La Cour n’a pas à se substituer aux autorités allemandes et à se livrer à des spéculations quant aux mesures de protection de l’enfance qui étaient les plus appropriées en l’espèce. Elle a conscience des problèmes auxquels les autorités ont à faire face lorsqu’il y a lieu de prendre des mesures d’urgence. Si elles n’agissent pas, il y a un risque réel de préjudice pour l’enfant et elles auront à répondre de leur passivité. A l’inverse, si elles prennent des mesures de protection, elles se verront peut-être reprocher une ingérence inacceptable dans le droit au respect de la vie familiale.
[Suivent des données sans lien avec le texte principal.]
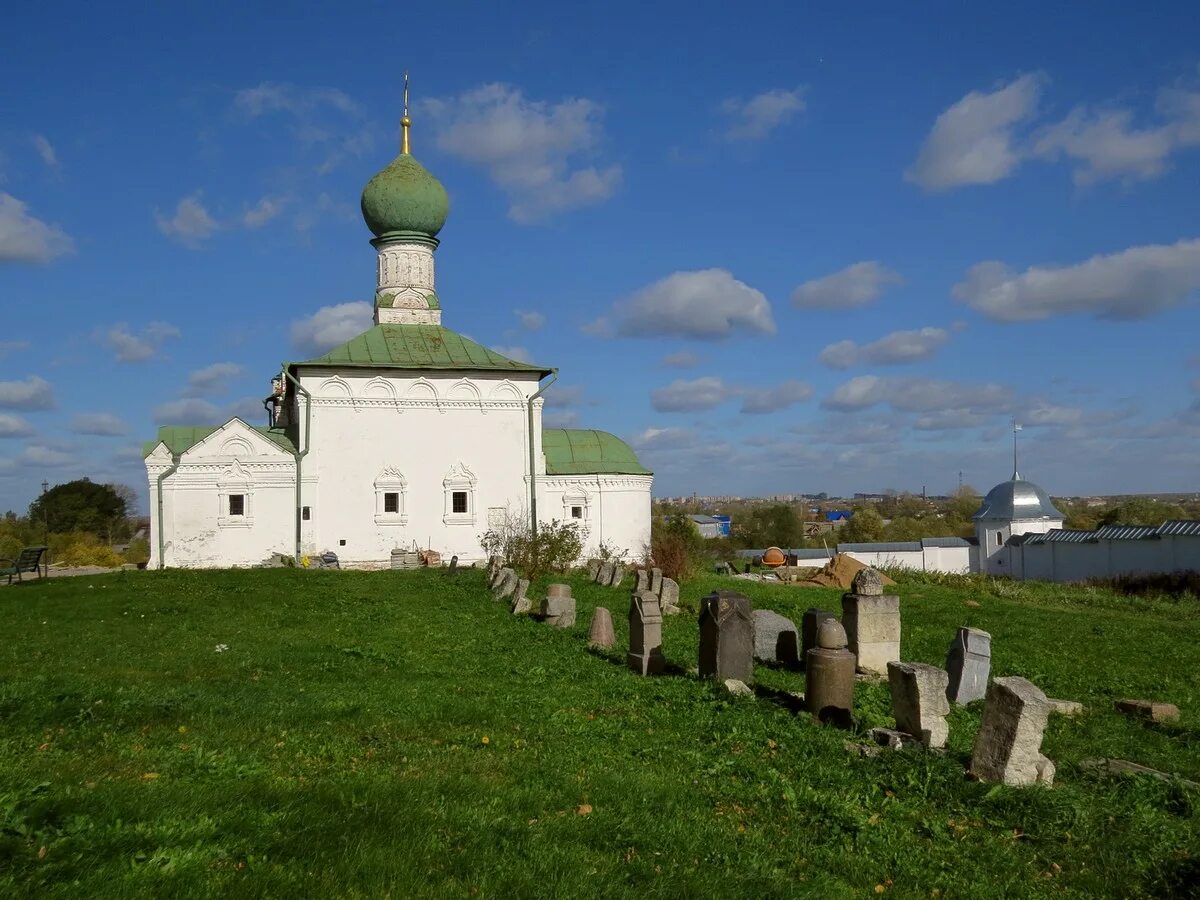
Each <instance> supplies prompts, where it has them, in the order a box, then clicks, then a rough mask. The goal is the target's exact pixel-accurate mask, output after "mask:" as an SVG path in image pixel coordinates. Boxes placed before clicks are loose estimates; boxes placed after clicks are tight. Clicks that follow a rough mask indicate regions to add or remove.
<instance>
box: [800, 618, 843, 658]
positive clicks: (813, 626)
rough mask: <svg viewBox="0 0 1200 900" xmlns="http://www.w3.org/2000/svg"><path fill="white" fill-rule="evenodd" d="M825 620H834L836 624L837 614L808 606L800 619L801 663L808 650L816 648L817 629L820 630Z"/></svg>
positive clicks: (807, 652)
mask: <svg viewBox="0 0 1200 900" xmlns="http://www.w3.org/2000/svg"><path fill="white" fill-rule="evenodd" d="M826 619H834V620H835V622H836V619H838V613H835V612H834V611H833V610H820V608H817V607H816V606H810V607H809V608H808V610H805V611H804V617H803V618H802V619H800V660H802V661H803V660H804V659H805V656H808V653H809V650H811V649H812V648H814V647H816V646H817V629H818V628H821V623H822V622H824V620H826Z"/></svg>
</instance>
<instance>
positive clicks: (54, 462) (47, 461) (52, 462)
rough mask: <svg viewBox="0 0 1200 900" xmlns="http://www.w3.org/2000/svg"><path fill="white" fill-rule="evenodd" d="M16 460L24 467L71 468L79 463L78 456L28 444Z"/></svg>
mask: <svg viewBox="0 0 1200 900" xmlns="http://www.w3.org/2000/svg"><path fill="white" fill-rule="evenodd" d="M17 460H18V461H19V462H20V463H22V464H24V466H53V467H59V466H71V464H72V463H78V462H79V455H78V454H73V452H68V451H66V450H60V449H58V448H54V446H46V445H44V444H30V445H29V446H26V448H25V449H24V450H22V451H20V455H19V456H18V457H17Z"/></svg>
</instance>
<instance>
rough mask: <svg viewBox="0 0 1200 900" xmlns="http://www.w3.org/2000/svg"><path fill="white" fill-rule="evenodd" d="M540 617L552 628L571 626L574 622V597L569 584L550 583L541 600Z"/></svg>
mask: <svg viewBox="0 0 1200 900" xmlns="http://www.w3.org/2000/svg"><path fill="white" fill-rule="evenodd" d="M541 617H542V619H544V620H545V622H546V624H548V625H553V626H554V628H571V626H572V625H574V624H575V598H574V596H571V586H570V584H551V586H550V587H547V588H546V596H545V598H542V601H541Z"/></svg>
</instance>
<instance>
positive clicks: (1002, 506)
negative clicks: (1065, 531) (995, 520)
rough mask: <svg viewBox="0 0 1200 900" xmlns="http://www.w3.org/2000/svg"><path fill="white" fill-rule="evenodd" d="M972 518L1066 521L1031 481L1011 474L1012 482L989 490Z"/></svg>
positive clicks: (1019, 473)
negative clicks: (981, 504)
mask: <svg viewBox="0 0 1200 900" xmlns="http://www.w3.org/2000/svg"><path fill="white" fill-rule="evenodd" d="M973 517H974V518H1010V520H1020V518H1058V520H1063V518H1066V516H1064V515H1062V512H1060V511H1058V510H1057V509H1055V505H1054V504H1052V503H1051V502H1050V494H1048V493H1046V492H1045V491H1044V490H1042V487H1039V486H1038V485H1036V484H1033V482H1032V481H1026V480H1025V479H1024V478H1021V475H1020V473H1019V472H1014V473H1013V478H1012V479H1009V480H1008V481H1002V482H1001V484H998V485H996V486H995V487H994V488H991V490H990V491H989V492H988V496H986V497H984V498H983V505H982V506H980V508H979V511H978V512H976V514H974V516H973Z"/></svg>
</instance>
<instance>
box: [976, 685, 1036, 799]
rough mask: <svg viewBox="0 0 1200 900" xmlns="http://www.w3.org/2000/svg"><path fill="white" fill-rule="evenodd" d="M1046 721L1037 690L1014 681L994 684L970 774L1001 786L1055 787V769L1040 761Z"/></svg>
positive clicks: (979, 778)
mask: <svg viewBox="0 0 1200 900" xmlns="http://www.w3.org/2000/svg"><path fill="white" fill-rule="evenodd" d="M1049 718H1050V704H1049V703H1048V702H1046V695H1045V694H1043V692H1042V691H1040V690H1039V689H1038V686H1037V685H1036V684H1033V683H1032V682H1028V680H1026V679H1024V678H1018V677H1015V676H1014V677H1010V678H996V679H994V680H992V682H991V684H989V685H988V698H986V701H985V702H984V707H983V721H982V722H980V724H979V734H978V737H976V743H974V750H973V751H972V754H971V774H972V775H974V776H976V778H978V779H980V780H982V781H1003V782H1004V784H1006V785H1033V784H1044V785H1050V784H1054V763H1052V762H1050V761H1049V760H1048V758H1046V757H1044V756H1043V755H1042V734H1043V732H1044V731H1045V727H1046V719H1049Z"/></svg>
Toutefois, lorsqu’on envisage une mesure aussi radicale pour la mère – se voir retirer sa nouveau-née immédiatement après sa naissance – il incombe aux autorités internes compétentes de rechercher si une ingérence moindre dans la vie familiale, à un moment aussi crucial de la vie des parents comme de l’enfant, n’est pas possible.

Il faut des raisons des plus impérieuses pour qu’un bébé soit physiquement soustrait aux soins de sa mère, contre le gré de celle-ci, immédiatement après la naissance, à la suite d’une procédure à laquelle ni la mère ni son mari n’ont été mêlés. La Cour n’est pas convaincue que l’existence de raisons de cette nature ait été démontrée.

L’expérience montre que lorsque des enfants demeurent pendant une longue période sous la protection des services de l’enfance, un processus est enclenché qui les conduit à une séparation irréversible d’avec leur famille. Lorsqu’un laps de temps considérable s’écoule après le premier placement des enfants, l’intérêt de ceux-ci à ne pas voir leur situation familiale subir de nouveaux changements peut l’emporter sur l’intérêt des parents à voir leur famille réunie. Les possibilités de réunion diminuent progressivement et se trouvent finalement anéanties si les parents biologiques et les enfants ne sont pas du tout autorisés à se rencontrer. Qui plus est, la mesure radicale qui a consisté à retirer à sa mère la dernière née peu après la naissance ne peut, selon la Cour, que conduire à ce que les parents et les frères et sœurs de la petite deviennent pour elle des étrangers, ce qui met en péril les relations familiales. En raison de leur impact immédiat et de leurs conséquences, les mesures prises sont donc difficiles à redresser.

La Cour conclut que la décision du 17 décembre 2001, le manquement injustifié à permettre aux requérants de prendre part au processus décisionnel qui y a conduit, les méthodes employées pour mettre cette décision en œuvre, en particulier la mesure radicale consistant à retirer à Mme Haase sa fille nouveau-née peu après la naissance, et le caractère irréversible de ces mesures ne s’appuyaient pas sur des motifs pertinents et suffisants et ne peuvent être considérés comme ayant été « nécessaires » dans une société démocratique. Il y a donc eu violation de l’article 8.